Consultation results and new guidance on EHE to LAs
I'm very pleased to see that they clarify certain points which have caused problems between some home educators and their LAs, such as:
- "Parents are not required to register or seek approval from the local authority to educate their children at home";
- "Local authorities have no statutory duties in relation to monitoring the quality of home education on a routine basis";
- "The most obvious course of action if the local authority has information that makes it appear that parents are not providing a suitable education, would be to ask parents for further information about the education they are providing";
- "Section 175(1) [of the Education Act 2002] does not extend local authorities’ functions. It does not, for example, give local authorities powers to enter the homes of, or otherwise see, children for the purposes of monitoring the provision of elective home education";
- "Section 11 of the 2004 [Children] Act sets out the arrangements to safeguard and promote the welfare of children. However, this section does not place any additional duties or responsibilities on local authorities over and above section 175(1) of the Education Act 2002";
- "Local authorities should organise training on the law and home education methods for all their officers who have contact with home educating families";
- "Where a parent elects not to allow access to their home or their child, this does not of itself constitute a ground for concern about the education provision being made";
- "Home educating parents are not required to: ... provide a broad and balanced education .. [or] reproduce school type peer group socialisation"; and
- "It should be appreciated that parents and their children might require a period of adjustment before finding their preferred mode of learning and that families may change their approach over time."

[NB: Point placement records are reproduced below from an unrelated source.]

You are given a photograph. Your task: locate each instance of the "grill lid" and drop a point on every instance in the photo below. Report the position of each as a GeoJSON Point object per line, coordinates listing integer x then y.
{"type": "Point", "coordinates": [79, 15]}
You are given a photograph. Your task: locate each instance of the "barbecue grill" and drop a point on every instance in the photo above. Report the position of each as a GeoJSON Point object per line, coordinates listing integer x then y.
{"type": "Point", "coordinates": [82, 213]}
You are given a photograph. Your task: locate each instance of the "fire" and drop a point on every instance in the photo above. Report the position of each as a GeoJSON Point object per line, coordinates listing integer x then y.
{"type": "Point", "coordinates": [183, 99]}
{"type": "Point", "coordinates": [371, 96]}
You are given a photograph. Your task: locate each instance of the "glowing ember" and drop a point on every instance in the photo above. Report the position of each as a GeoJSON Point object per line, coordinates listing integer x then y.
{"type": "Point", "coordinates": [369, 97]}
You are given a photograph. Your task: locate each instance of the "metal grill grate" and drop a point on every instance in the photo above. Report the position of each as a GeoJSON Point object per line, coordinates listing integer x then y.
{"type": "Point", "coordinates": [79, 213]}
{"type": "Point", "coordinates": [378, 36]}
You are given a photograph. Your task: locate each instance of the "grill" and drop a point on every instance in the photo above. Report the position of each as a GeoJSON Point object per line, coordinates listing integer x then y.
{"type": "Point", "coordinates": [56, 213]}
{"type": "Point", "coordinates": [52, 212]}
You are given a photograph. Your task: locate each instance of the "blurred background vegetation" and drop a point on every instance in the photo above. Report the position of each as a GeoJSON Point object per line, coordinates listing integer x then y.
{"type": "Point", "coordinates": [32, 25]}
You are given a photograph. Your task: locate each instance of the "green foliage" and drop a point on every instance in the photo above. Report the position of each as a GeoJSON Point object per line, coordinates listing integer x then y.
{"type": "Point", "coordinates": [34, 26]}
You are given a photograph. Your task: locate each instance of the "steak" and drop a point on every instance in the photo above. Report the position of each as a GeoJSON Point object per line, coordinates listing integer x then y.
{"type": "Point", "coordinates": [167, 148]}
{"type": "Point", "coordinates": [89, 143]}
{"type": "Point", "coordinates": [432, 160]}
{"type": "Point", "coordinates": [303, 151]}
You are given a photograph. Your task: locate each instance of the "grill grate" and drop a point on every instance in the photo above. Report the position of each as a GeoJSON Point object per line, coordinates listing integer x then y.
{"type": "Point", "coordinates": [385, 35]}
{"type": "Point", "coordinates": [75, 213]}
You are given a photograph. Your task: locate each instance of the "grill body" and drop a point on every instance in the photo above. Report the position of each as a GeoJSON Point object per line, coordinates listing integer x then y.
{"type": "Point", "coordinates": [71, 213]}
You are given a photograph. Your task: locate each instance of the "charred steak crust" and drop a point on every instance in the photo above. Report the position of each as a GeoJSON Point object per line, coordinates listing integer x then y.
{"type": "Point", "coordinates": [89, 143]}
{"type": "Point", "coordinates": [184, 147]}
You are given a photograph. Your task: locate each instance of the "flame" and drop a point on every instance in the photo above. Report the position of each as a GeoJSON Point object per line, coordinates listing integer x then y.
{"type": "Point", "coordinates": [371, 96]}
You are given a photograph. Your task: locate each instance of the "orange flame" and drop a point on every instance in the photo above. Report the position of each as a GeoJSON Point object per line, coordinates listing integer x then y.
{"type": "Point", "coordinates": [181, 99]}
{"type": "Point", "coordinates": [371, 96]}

There are one or two points about which I'm less happy, for example:
3.11 Local authorities should bear in mind that, in the early stages, parents’ plans may not be detailed and they may not yet be in a position to demonstrate all the characteristics of an “efficient and suitable” educational provision. In such cases, a reasonable timescale should be agreed for the parents to develop their provision.
- which seems to make an automatic blanket assumption that local authorities will have information that makes it appear that the parents of recently deregistered children are not providing a suitable education in order for them to be seeking to agree a reasonable timescale for the supply of information about the provision; and at the end of section 3.6:
Parents might prefer, for example, to write a report, provide samples of work, have their educational provision endorsed by a third party (such as an independent home tutor) or provide evidence in some other appropriate form
- which term (appropriate form) just might encourage some authorities to imagine themselves to be the arbiters of such appropriateness.
But on the whole the guidelines seem sensible and sympathetic to the postcode lottery position to which EHE has previously been subject and appear to be a victory for civil liberty over the tyranny of some self-styled Home Education Inspectors - who will be duly outraged by them, I suspect.
So I'm relieved by this outcome and grateful to everyone who made efforts towards achieving it, but the price of freedom being eternal vigilence I see it as being a battle won, not the war.
When every parent and every child in the UK has a real, informed choice about whether and how to make use of state schooling, that will be a state of affairs to thoroughly celebrate.